ニッケイ新聞 2013年1月15日付け
パラナ州都クリチーバ市で、2009年から着工が進んでいた『日本移民百周年記念公園』(Parque do centenario da imigracao japonesa)の落成式が昨年12月27日に同公園で行われた。日系団体代表者らを中心に約250人が出席し記念プレートの除幕を行った。公園の敷地面積52万平米、総工予算1500万レアルと百年祭事業全体でも最大級規模。市役所と連邦政府が計400万レを出資し、約3分の1が完成した。事業の発案者であるクリチーバ日伯文化援護協会の元会長で、市議の山脇ジョルジ氏は「今後、中心施設以外にどんなものを置くか、コロニアで案を練って市に提案していきたい」と語った。
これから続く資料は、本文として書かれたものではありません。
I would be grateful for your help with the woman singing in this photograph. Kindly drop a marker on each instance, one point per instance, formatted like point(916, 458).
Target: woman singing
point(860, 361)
政権交代等で連邦政府の援助が一旦中断したため工事が遅れたものの、イベント会場や駐車場、トイレなど主な設備は整っており、公園として使える段階になったことから、落成式の実施が決まった。場所はウベラーバ区イグアス環境保護地内にある。
山脇氏は「市が日系人の功績を認め、これだけのことをやってくれた。本当に感謝している」と喜びを語りつつ、「工事を完成させるにはまだ予算確保や、新市長への事業継続の依頼などが必要」と話す。
式は、ハヤカワ・ルイスさん設計による公園の中心施設であるイベント会場で行われた。同会場は、沼地を埋め立ててブラジルをかたどった陸地に建てられており(現在日本の部分を制作中)、将来的には環境関連のイベントや日本企業を招いた講演、また同文協の移民祭りなどに幅広く利用されるという。
なお、百周年祭実行委員会(昨年解散)は同公園のほか、「高齢者福祉施設」と「教育施設の設立」を目標にかかげてきた。
福祉施設は08年、長崎純心会のシスターが始めたデイケアセンターを支援する形で実現。教育施設は、昨年末から浄土宗日伯寺が計画を始めた全日制学校の設立事業を援助する形で行なう。
具体化はまだまだ先だが、山脇氏は「これが完成したら地元コロニアの夢が全部かなう」と意気込んでいる。